Where: Aquidneck Medical Associates, Newport and Portsmouth, R.I.
The issue: Improving patient care and increasing reimbursement revenue by adopting a patient-centered medical home model.
Aquidneck Medical Associates is a multi-specialty private practice; the group's primary care physicians include five internists and five pediatricians. In 2005, with partial funding from Blue Cross & Blue Shield of Rhode Island (BCBSRI), Aquidneck implemented an electronic medical records (EMR) system.
“We were already providing quality patient care, but with the number of patients we had and the tremendous volume of data generated, we needed a system to track items like lab results, consultant notes, prescriptions and allergies,” said David S. Gorelick, ACP Member, lead physician on the group's quality improvement and pay-for-performance projects.
“Our partnership with BCBSRI segued from the EMR implementation to piloting a pay-for-performance project that offered compensation for achieving specific quality-of-care performance targets for selected patients,” Dr. Gorelick said. “As part of that project, we received funding to transform our practice to a patient-centered medical home care model and apply for recognition from the National Committee for Quality Assurance (NCQA).”
How it works
The medical home model is based on a multidisciplinary approach in which each patient has an ongoing relationship with a personal physician. The NCQA's Physician Practice Connections–Patient-Centered Medical Home program recognizes practices that meet benchmarks in nine categories, including use of patient self-management support, care coordination, evidence-based guidelines for chronic conditions and performance reporting and improvement. (Detailed information about requirements for recognition is available online. A practice is not required to have an EMR system to gain recognition, but only EMR-equipped offices can achieve the highest level of recognition.

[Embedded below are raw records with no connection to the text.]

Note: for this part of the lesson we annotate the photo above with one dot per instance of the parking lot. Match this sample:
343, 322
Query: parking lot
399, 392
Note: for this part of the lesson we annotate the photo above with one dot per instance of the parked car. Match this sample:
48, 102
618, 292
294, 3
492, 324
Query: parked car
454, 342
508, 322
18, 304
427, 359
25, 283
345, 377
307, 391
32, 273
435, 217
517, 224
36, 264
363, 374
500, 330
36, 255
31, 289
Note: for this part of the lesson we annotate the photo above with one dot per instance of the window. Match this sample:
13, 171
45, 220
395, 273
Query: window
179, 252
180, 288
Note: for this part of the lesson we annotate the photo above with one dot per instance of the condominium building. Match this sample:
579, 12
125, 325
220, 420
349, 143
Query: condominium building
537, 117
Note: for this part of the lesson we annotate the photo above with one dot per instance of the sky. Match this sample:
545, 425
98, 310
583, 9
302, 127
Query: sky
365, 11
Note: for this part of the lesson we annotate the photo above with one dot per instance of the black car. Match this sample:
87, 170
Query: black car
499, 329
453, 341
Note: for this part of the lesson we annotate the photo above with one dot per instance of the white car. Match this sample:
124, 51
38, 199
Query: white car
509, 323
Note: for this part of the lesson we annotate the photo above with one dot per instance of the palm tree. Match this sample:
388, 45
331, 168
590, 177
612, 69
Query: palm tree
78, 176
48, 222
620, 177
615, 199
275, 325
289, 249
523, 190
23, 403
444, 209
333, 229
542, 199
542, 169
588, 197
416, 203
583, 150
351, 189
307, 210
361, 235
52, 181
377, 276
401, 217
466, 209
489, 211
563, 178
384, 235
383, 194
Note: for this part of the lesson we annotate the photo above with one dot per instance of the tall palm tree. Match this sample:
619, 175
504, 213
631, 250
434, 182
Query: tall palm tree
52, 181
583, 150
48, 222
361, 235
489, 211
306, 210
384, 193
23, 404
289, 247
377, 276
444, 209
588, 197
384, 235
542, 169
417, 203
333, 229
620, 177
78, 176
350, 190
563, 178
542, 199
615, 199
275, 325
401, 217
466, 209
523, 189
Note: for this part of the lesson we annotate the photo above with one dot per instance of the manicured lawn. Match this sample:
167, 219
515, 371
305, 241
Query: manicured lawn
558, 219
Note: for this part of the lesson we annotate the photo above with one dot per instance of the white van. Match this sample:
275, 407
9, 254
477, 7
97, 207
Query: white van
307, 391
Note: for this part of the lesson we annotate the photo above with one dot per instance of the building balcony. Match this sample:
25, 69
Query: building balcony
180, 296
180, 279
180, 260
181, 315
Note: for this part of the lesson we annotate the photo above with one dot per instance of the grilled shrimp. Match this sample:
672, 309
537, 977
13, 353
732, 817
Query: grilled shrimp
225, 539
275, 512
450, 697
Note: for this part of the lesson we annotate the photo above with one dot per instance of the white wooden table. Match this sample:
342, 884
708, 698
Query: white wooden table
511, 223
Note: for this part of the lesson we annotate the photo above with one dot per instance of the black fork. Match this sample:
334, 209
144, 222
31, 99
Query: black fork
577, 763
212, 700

“The NCQA process is an overhaul of the practice infrastructure. You need to analyze and organize every aspect of patient interaction, clinical care and monitoring,” Dr. Gorelick said. “Is there adequate response to the patient's needs: phone calls, sick visits, requests for information and advice? Do you follow up on tests that patients don't get done? Are your patients with diabetes getting their A1c levels and eye exams? You need to create policies and procedures to satisfy every element of the application, and document that you have done so. All physicians and staff need to be guided through the new procedures. Thankfully, it's all relevant to what you need to do to run a practice and take care of patients, so it was very healthy for our group to go through that process.”
Under the terms of a new BCBSRI project, a statewide effort to roll out the patient-centered medical home model, Aquidneck is reimbursed on a per-member-per-month basis for focused care of 400 complex patients and also receives payment for meeting specific process and outcome measures among the broader population of BCBSRI patients. All patients, whether or not they are covered by BCBSRI, receive their care through the medical home model.
“Time is the biggest challenge” in moving from a paper-based practice to an NCQA-recognized medical home, said Dr. Gorelick. “Just implementing an EMR is a huge endeavor because you need to research every aspect of the process to find a system that suits your practice, then customize it. I spent the entire summer of 2005 getting the EMR system ready. Then, beginning in March 2009, I logged 250 hours over six months working on the practice transformation and the NCQA application.”
Aquidneck received NCQA recognition as a Level 3 patient-centered medical home in early 2010, becoming the first practice in Rhode Island to achieve the program's highest designation.
“You need dedicated leaders, both a physician and an IT support person,” said Dr. Gorelick. “You need to look at your workflow during implementation, but it is an ongoing process. The medical home model of care creates increased communication with patients, care team members and specialists. Be prepared to adjust your workflow to accommodate new concepts and approaches.”
Smaller practices may need to join together or work with a physician specialty organization to implement an EMR system or a medical home model of care, Dr. Gorelick said. “The partnership with BCBSRI was essential for us,” he said. “It's such an investment of time and money that we would not have done it without their support.”
How patients benefit
In contrast to the traditional “reactive” model of care, Dr. Gorelick said his patients benefit from a proactive, holistic approach that emphasizes preventive care and ongoing communication and collaboration with clinicians.
“In a patient-centered medical home, patients have improved access to care and information,” said Dr. Gorelick. “Your doctor is in charge, but we have support people to help and communicate with you; when we refer you somewhere, they help to get the referral accomplished and make sure we get the information back. We've incorporated evidence-based standards of care into the EMR system that providers can use right at the point of care. These are lists of questions and prompts for conditions such as alcohol abuse, domestic abuse, and chronic pain management. Patient safety also improves as the EMR alerts physicians to potential drug interactions or allergic reactions.”
Aquidneck is establishing a patient portal that will allow patients to access their health information and communicate with their physician via e-mail.
Words of wisdom
“We need to encourage payer and stakeholder support of the process of EMR implementation and transformation of practices from the reactionary symptom-management type of medical care to the holistic approach of the patient-centered medical home,” said Dr. Gorelick. “Train extensively. Seek out funding from quality initiatives. Learn to use the technology to enhance your patient interaction and workflow.”